Por otro lado, con respecto al congelamiento de precios, Juan Ignacio se mostró de acuerdo y opinó que se podían mantener los montos actuales por un periodo de tiempo para colaborar con los usuarios en un contexto de mucha inflación. Además, señaló que los laboratorios venían incrementando los valores de los productos todos los meses, pero que éstos acompañaban las mediciones del INDEC. En este punto, desmintió los discursos de algunos medios que sostuvieron que los remedios aumentaron un 8.000%. 

Sin embargo, subrayó que entiende que la acumulación de esos acrecentamientos en los costos hace que la situación sea más complicada para los ciudadanos.
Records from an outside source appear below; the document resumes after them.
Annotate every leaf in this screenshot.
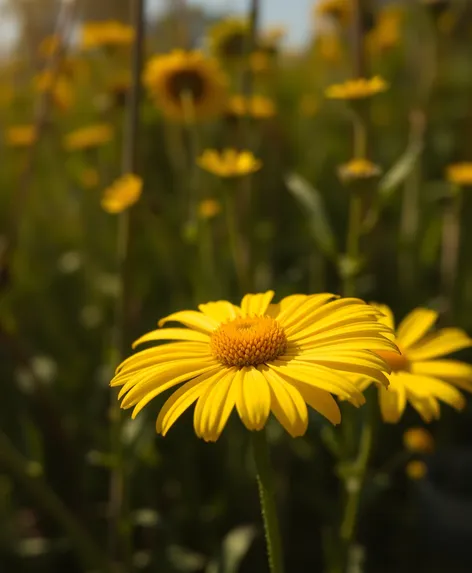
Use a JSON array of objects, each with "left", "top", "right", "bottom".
[
  {"left": 379, "top": 138, "right": 423, "bottom": 201},
  {"left": 285, "top": 173, "right": 337, "bottom": 258}
]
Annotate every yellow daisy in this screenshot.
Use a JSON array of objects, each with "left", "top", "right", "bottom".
[
  {"left": 359, "top": 305, "right": 472, "bottom": 423},
  {"left": 226, "top": 94, "right": 276, "bottom": 119},
  {"left": 144, "top": 50, "right": 227, "bottom": 120},
  {"left": 446, "top": 161, "right": 472, "bottom": 186},
  {"left": 110, "top": 291, "right": 396, "bottom": 441},
  {"left": 325, "top": 76, "right": 388, "bottom": 99},
  {"left": 197, "top": 149, "right": 262, "bottom": 177},
  {"left": 208, "top": 18, "right": 249, "bottom": 61},
  {"left": 64, "top": 123, "right": 114, "bottom": 151},
  {"left": 102, "top": 173, "right": 143, "bottom": 214}
]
Asimismo, enfatizó: “La gente muchas veces se enoja con el empleado que le dice el importe, que queda como el malo de la película que le saca plata. Pero ellos no tienen nada que ver, no les queda nada de eso. En las farmacias el margen es muy chico”.

Y concluyó: “Creo que tampoco se le puede pedir a los laboratorios que en un país donde no hay ninguna variable que esté tranquila, ellos congelen los precios por demasiado tiempo, porque además tienen insumos importados. Realmente la producción de los laboratorios nacionales es muy buena, es de las pocas industrias que nosotros también exportamos. Y todo eso se hace con tecnología de punta. Las plantas nacionales no tienen nada que envidiarle a las internacionales, pero sus costos son en dólares”.